The recent gas deal between TotalEnergies and EPH has sparked intense debate about Europe's energy future. While the partnership aims to address the need for flexible power generation, critics argue it may inadvertently lock the continent into a decade of fossil fuel dependence. The deal, finalized on April 29, grants TotalEnergies a 50% stake in EPH's flexible power generation portfolio across France, Ireland, Italy, the Netherlands, and the UK. This includes 14 gigawatts of operational and under-construction power assets, with 12.5 GW designated for fossil gas-fired plants, equivalent to the combined gas power capacity of Belgium, Denmark, Portugal, and Sweden. The partnership comes with a price tag of around €5.1 billion, making EPH one of TotalEnergies' largest shareholders.
The Beyond Fossil Fuels (BFF) report warns that this venture could deepen Europe's reliance on costly imported fossil gas, increase energy bills, and hinder the clean energy transition. The report highlights that 87% of the joint venture's gas units use combined cycle gas turbine (CCGT) technology, which is less suited for rapid response and flexible demand compared to open cycle gas turbines (OCGT). CCGT plants are designed for sustained, efficient baseload energy generation, and when used for flexible demand, their durability and profitability suffer, leading to increased CO2 and air pollutant emissions.

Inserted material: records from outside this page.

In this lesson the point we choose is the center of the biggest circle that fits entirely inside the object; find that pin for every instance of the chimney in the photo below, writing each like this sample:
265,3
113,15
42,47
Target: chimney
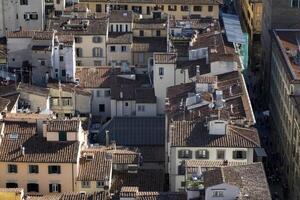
23,150
107,138
197,70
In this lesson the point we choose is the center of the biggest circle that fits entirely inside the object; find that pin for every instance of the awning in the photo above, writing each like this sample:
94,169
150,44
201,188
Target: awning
260,152
233,29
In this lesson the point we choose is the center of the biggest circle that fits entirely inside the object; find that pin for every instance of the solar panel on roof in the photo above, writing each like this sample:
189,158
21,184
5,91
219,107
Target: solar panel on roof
233,29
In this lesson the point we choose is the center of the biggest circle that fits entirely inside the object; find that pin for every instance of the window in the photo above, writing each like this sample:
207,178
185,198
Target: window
185,153
32,187
221,154
124,48
67,101
62,136
63,72
98,93
158,33
141,33
141,108
23,2
140,58
54,187
181,169
137,9
107,93
34,16
239,154
98,8
54,169
112,48
172,7
33,169
295,3
78,39
97,63
54,102
198,8
97,52
97,39
218,193
79,52
11,185
85,184
184,8
202,154
161,71
101,108
12,168
99,184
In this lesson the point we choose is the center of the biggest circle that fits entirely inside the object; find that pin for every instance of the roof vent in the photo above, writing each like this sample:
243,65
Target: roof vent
217,127
13,136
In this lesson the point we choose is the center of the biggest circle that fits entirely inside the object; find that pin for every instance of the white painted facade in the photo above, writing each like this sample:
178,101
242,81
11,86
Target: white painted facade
131,108
222,191
175,161
100,96
25,15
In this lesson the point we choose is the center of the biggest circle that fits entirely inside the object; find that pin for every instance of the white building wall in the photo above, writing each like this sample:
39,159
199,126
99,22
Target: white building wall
162,82
19,50
229,191
34,6
101,99
150,109
175,185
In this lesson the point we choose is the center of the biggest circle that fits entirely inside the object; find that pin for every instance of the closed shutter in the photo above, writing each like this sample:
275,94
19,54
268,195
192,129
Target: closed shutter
234,154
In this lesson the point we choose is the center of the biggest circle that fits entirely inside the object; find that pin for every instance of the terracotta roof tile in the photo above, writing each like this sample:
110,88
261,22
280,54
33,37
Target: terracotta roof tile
95,169
37,148
250,179
188,133
63,125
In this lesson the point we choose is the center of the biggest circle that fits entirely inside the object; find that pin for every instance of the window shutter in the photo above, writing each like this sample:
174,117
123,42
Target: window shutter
234,154
244,154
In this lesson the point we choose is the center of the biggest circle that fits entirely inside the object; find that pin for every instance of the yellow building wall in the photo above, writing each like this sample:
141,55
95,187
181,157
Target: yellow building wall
178,14
66,178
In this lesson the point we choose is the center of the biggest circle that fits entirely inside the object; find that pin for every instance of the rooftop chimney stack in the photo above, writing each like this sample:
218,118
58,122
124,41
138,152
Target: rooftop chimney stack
107,138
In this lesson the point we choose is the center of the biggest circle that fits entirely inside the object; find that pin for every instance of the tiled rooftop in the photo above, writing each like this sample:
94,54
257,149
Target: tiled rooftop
135,131
71,125
188,133
251,180
96,169
37,148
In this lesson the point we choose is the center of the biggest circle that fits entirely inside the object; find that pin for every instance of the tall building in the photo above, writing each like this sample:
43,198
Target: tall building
276,14
284,104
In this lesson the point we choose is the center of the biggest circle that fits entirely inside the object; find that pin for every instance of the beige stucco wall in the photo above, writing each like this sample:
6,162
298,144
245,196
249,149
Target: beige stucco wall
66,178
178,14
87,46
118,55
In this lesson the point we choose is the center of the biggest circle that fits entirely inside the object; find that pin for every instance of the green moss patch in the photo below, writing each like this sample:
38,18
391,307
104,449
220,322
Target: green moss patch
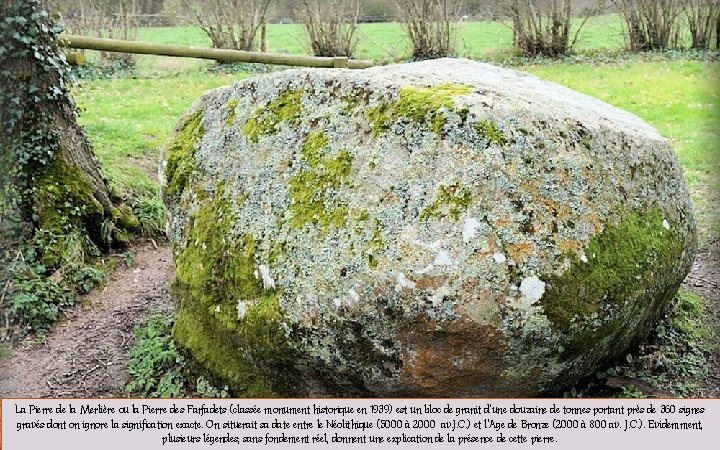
416,104
626,262
451,201
312,186
64,202
231,106
181,162
265,121
215,272
489,130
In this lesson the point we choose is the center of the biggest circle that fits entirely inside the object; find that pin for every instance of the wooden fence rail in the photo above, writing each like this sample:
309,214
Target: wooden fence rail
146,48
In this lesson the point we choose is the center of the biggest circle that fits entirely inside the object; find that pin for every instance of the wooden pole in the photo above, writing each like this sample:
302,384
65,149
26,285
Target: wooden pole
145,48
75,58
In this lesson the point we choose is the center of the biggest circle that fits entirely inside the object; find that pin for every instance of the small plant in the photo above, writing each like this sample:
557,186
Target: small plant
36,300
151,214
675,358
631,392
155,365
85,279
206,390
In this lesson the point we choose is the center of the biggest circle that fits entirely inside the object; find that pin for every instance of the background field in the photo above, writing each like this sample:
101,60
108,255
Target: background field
387,42
129,118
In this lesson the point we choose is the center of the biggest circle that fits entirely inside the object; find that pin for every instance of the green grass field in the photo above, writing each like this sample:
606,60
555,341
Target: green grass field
384,42
129,119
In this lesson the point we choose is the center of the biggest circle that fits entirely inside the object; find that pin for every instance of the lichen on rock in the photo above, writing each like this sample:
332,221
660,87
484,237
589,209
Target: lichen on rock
444,228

Despite the concerns, gas still plays a significant role in European grid management. With renewable energy sources like wind and solar experiencing uncontrollable dips, gas-fired plants can quickly ramp up to bridge supply gaps. Natural gas consumption for power generation in Europe rose nearly 8% in 2025, driven by periods of low wind and hydro output. However, the long-term solution, according to ENTSO-E, lies in storage, smarter grid management, and unlocking flexibility from renewables.
The BFF report also reveals that over €4.08 billion in capacity market subsidies was allocated to the plants in the joint venture between 2015 and 2024. This funding, along with the deal's focus on gas trading, raises concerns about further dependency on fossil gas. TotalEnergies' core gas trading business and its estimated consumption of around two million tonnes of LNG per year suggest a guaranteed internal market for gas, benefiting the company's revenue streams.
Critics, like Brigitte Alarcon from BFF, argue that the deal will engineer further dependency on fossil gas, fueling the climate crisis and destabilizing the economy. The estimated cost of imports over a five-year period could reach €6.68 billion to €7.56 billion, primarily benefiting the US and Russian fossil industries. Additionally, the joint venture's climate emissions could match those of Ireland or Denmark in a year.
The deal's implications for Europe's energy security are concerning. BFF argues that it deepens rather than resolves energy insecurity, substituting dependence on Russian pipeline gas with globally traded LNG, which is still subject to geopolitical disruption and price volatility. As governments strive for a more secure energy future, the warning lights should be flashing for banks, urging them to exclude financial support for gas-fired power plants.
In conclusion, the TotalEnergies-EPH deal raises important questions about Europe's energy strategy. While it may provide short-term flexibility, the long-term consequences could be a prolonged reliance on fossil fuels, hindering the continent's transition to a sustainable energy future.